For updating an existing calculated metrics within the definition there is a more complex solution that needs to be done. 
```

cm_updated <- aw_get_calculatedmetrics(filterByIds = cm_updated$id, 
                                       expansion = 'definition')

#change the col1 values to reflect a new function `mean`
cm_updated$definition$formula$col1$func <- 'mean'
cm_updated$definition$formula$col1$description <- 'Mean'
cm_updated$definition$formula$col1$`include-zeros` <- FALSE

cm_update_complete <- cm_update(
  id = cm_updated$id,
  updates = jsonlite::unbox(cm_updated),
  locale = "en_US",
  debug = FALSE,
  company_id = company_id
)
```
`cm_update_complete$definition$formula$col1$func`
[1] "mean"

`cm_update_complete$definition$formula$col1$description`
[1] "Mean"

### Copy a Calculated Metric
```
cm_var <- aw_get_calculatedmetrics(filterByIds = jsonlite::fromJSON(cm_obj)$id, 
                                   expansion = 'definition')

jsonlite::toJSON(cm_var)

copy_res <- cm_copy(cm_id = cm_var$id, 
                    name = 'Here I copy the cm', 
                    description = 'I want to add a new description', 
                    polarity = 'negative', 
                    precision = 2, 
                    type = 'percent',
                    create_cm = T)

```

`copy_res`
"{"rsid":"igeo1xxpnwcidadobepm","id":"cm300010142_6537f722de0e706af6156fb3","name":"Here I copy the cm","description":"I want to add a new description","isDeleted":false,"migratedIds":[],"internal":false,"owner":{"id":200654087},"hidden":false,"componentType":"calculatedMetric","polarity":"negative","precision":2,"type":"percent","definition":{"formula":{"func":"divide","col1":{"func":"mean","description":"Mean","col":{"func":"metric","name":"metrics/visits","description":"Visits"},"include-zeros":false},"col2":{"func":"metric","name":"metrics/singlepagevisits","description":"Single Page Visits"}},"func":"calc-metric","version":[1,0,0]},"compatibility":{"identityMetrics":[{"identity":"metrics/visits"},{"identity":"metrics/singlepagevisits"}],"functions":["mean","divide"],"validator_version":"1.0.0","supported_products":["oberon"],"supported_schema":["schema_oberon","schema_frag"]},"legacyId":"","categories":["Calculated Metrics"],"modified":"2023-10-24T16:56:02Z"}"

`cm_val(copy_res)`
[1] "The calculated metric definition IS VALID"
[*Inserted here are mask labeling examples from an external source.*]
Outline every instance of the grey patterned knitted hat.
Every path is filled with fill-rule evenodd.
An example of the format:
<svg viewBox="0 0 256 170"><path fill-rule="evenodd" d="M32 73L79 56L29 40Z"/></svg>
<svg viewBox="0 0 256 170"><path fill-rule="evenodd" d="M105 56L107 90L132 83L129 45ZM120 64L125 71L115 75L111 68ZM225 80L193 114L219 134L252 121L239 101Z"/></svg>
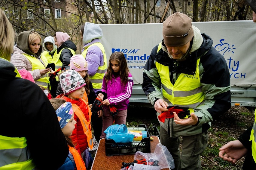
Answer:
<svg viewBox="0 0 256 170"><path fill-rule="evenodd" d="M59 81L65 95L71 93L86 84L79 74L73 70L66 71L61 74Z"/></svg>

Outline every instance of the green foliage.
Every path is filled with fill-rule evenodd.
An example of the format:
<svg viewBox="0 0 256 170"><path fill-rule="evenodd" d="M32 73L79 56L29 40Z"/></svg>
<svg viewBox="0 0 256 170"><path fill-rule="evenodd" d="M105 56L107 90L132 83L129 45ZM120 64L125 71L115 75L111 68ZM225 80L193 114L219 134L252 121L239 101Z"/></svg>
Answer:
<svg viewBox="0 0 256 170"><path fill-rule="evenodd" d="M243 122L236 123L236 124L240 128L245 127L247 125L247 124L246 122Z"/></svg>
<svg viewBox="0 0 256 170"><path fill-rule="evenodd" d="M250 116L251 115L251 113L250 112L241 112L240 114L244 116Z"/></svg>

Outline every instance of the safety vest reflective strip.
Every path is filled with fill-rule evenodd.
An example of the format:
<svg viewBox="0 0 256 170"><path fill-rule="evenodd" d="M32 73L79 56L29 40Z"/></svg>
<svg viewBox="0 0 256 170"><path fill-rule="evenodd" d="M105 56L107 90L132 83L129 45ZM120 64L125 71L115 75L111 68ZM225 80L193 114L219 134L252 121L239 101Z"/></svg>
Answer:
<svg viewBox="0 0 256 170"><path fill-rule="evenodd" d="M84 115L79 108L79 107L75 104L72 104L72 108L73 109L74 113L78 117L78 119L81 121L84 132L86 135L86 140L88 143L88 146L91 149L93 149L93 137L92 135L92 130L89 128L89 125L91 123L91 118L92 117L92 111L89 107L88 104L84 101L84 100L81 99L86 105L88 108L88 113L89 114L89 121L87 122L84 116Z"/></svg>
<svg viewBox="0 0 256 170"><path fill-rule="evenodd" d="M256 110L254 112L254 123L251 129L251 136L250 138L250 140L252 141L251 144L251 152L252 153L252 157L254 160L254 162L256 163L256 138L255 136L256 136Z"/></svg>
<svg viewBox="0 0 256 170"><path fill-rule="evenodd" d="M86 170L84 162L83 160L81 155L78 153L77 150L74 147L71 147L69 146L69 152L74 158L76 169L77 170Z"/></svg>
<svg viewBox="0 0 256 170"><path fill-rule="evenodd" d="M159 50L161 45L161 43L160 44ZM203 104L205 100L205 96L202 91L200 82L198 67L200 61L200 58L197 59L194 75L181 73L174 85L170 80L168 66L156 62L162 84L163 95L168 100L166 101L180 106L187 106L190 113L194 112L193 108Z"/></svg>
<svg viewBox="0 0 256 170"><path fill-rule="evenodd" d="M73 56L75 55L75 51L71 48L64 48L61 49L60 51L57 54L57 51L55 51L53 57L53 63L55 64L55 70L56 70L59 68L61 68L62 66L62 63L59 60L59 57L60 57L60 55L61 54L61 52L62 52L62 50L65 49L69 49L71 51L71 53L73 54Z"/></svg>
<svg viewBox="0 0 256 170"><path fill-rule="evenodd" d="M55 53L54 53L55 54ZM47 59L47 61L48 61L48 63L51 63L53 62L53 58L52 57L51 55L49 54L49 52L47 51L44 51L42 53L42 54L43 54Z"/></svg>
<svg viewBox="0 0 256 170"><path fill-rule="evenodd" d="M36 69L45 69L45 66L44 65L38 58L27 54L23 54L23 55L30 61L32 66L32 70ZM45 65L47 66L48 62L46 57L43 55L41 55L41 58L44 63ZM35 83L38 85L42 86L47 89L50 83L48 75L49 73L47 73L41 76L41 78L35 81Z"/></svg>
<svg viewBox="0 0 256 170"><path fill-rule="evenodd" d="M25 137L0 135L0 170L34 169L26 141Z"/></svg>
<svg viewBox="0 0 256 170"><path fill-rule="evenodd" d="M104 77L104 74L107 71L107 57L106 56L106 53L105 52L105 49L104 47L100 42L96 42L93 44L90 45L88 48L85 50L82 53L81 55L84 56L85 60L86 60L86 55L87 54L87 51L90 47L93 45L96 45L99 47L103 54L103 60L104 60L104 65L102 66L99 67L96 74L93 76L90 76L90 80L93 84L93 87L94 89L101 89L102 86L102 82L103 81L103 77Z"/></svg>

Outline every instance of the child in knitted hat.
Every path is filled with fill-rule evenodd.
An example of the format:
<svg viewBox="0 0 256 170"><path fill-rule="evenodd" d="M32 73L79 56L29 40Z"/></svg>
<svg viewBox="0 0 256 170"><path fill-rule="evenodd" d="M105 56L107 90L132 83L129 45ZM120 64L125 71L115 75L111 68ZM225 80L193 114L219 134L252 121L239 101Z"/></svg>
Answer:
<svg viewBox="0 0 256 170"><path fill-rule="evenodd" d="M55 44L58 47L55 52L57 52L57 55L56 57L57 60L54 61L53 58L53 63L55 63L55 66L61 66L61 70L63 70L70 64L71 57L75 55L76 46L70 40L70 36L67 33L56 32L54 37Z"/></svg>
<svg viewBox="0 0 256 170"><path fill-rule="evenodd" d="M61 131L66 137L69 150L64 163L58 169L86 170L84 162L69 138L76 123L74 120L71 103L66 102L65 100L59 98L52 99L50 101L56 110Z"/></svg>
<svg viewBox="0 0 256 170"><path fill-rule="evenodd" d="M79 73L73 70L62 73L59 81L64 94L56 98L61 98L72 104L74 119L77 123L71 138L73 142L76 144L75 148L82 157L88 146L93 147L90 125L92 112L88 104L82 98L86 84Z"/></svg>
<svg viewBox="0 0 256 170"><path fill-rule="evenodd" d="M77 72L84 80L86 84L84 86L86 92L84 93L83 99L89 104L90 109L93 112L92 107L96 96L88 73L88 65L84 56L81 54L76 54L72 57L70 59L70 69ZM102 130L103 114L102 109L99 111L93 112L91 122L93 129L93 149L89 148L89 151L95 151L98 148Z"/></svg>

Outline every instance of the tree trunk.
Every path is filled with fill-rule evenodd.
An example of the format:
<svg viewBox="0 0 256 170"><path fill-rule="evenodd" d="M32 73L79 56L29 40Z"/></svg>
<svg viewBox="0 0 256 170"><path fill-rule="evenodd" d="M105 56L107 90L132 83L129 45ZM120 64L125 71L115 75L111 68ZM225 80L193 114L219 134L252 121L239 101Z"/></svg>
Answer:
<svg viewBox="0 0 256 170"><path fill-rule="evenodd" d="M167 13L167 11L168 11L168 8L169 7L169 5L170 4L170 0L168 0L167 4L166 5L166 6L165 7L165 9L164 10L164 12L163 14L163 16L162 16L162 18L161 18L161 20L160 21L160 23L163 23L164 19L165 17L166 14Z"/></svg>
<svg viewBox="0 0 256 170"><path fill-rule="evenodd" d="M134 23L134 8L135 8L135 6L134 6L135 1L135 0L133 0L133 7L132 8L132 24Z"/></svg>
<svg viewBox="0 0 256 170"><path fill-rule="evenodd" d="M97 19L97 13L95 11L95 7L94 5L94 0L92 0L92 5L93 6L93 16L94 18L94 21L96 24L98 24L98 20Z"/></svg>
<svg viewBox="0 0 256 170"><path fill-rule="evenodd" d="M197 22L198 18L198 0L194 0L193 6L193 19L192 22Z"/></svg>
<svg viewBox="0 0 256 170"><path fill-rule="evenodd" d="M108 16L107 16L107 14L106 13L106 11L105 11L105 8L104 8L104 6L103 6L103 4L102 3L102 2L101 0L99 0L99 1L100 4L100 6L102 8L102 11L103 12L103 14L104 15L104 18L105 19L105 22L106 24L108 24Z"/></svg>
<svg viewBox="0 0 256 170"><path fill-rule="evenodd" d="M202 12L201 13L201 21L202 22L203 22L204 21L205 18L205 13L206 12L206 5L207 4L207 2L208 1L208 0L204 0L203 1L203 8L202 9Z"/></svg>
<svg viewBox="0 0 256 170"><path fill-rule="evenodd" d="M136 4L136 6L135 7L135 23L138 24L139 11L139 0L136 0L135 1L136 2L135 4Z"/></svg>
<svg viewBox="0 0 256 170"><path fill-rule="evenodd" d="M150 1L149 1L149 0L147 0L147 13L146 14L146 17L145 17L145 18L147 17L147 15L148 15L149 13L149 9L150 9ZM155 8L154 8L154 9L155 9ZM149 17L148 18L148 19L147 19L147 23L150 23L150 18Z"/></svg>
### Delete calculated metrics
```
?cm_delete

deleted <- cm_delete(
  cm_id = cm_no_seg_filter,
  warn = FALSE,
  locale = "en_US",
  debug = FALSE,
  rsid = rsid,
  company_id = company_id
)
```
`r message('success: cm300010142_6537f60dde0e706af6156fb1 has been deleted')`

## Conclusion

The set of calculated metric functions are setup to enable the end user to easily incorporate calculated metrics into the analysis and data science workflows without needing to interact with the UI. At the same time, the application of integrating the API in workflows enables a broader set of analytics users to incorporate the results and ongoing analysis in the powerful and versatile Analysis Workspace.  Make sure to add an issue in Github or add a pull request if you find additional opportunities of development that would enhance the ability to analyze and communicate the results using calculated metrics in your workflows.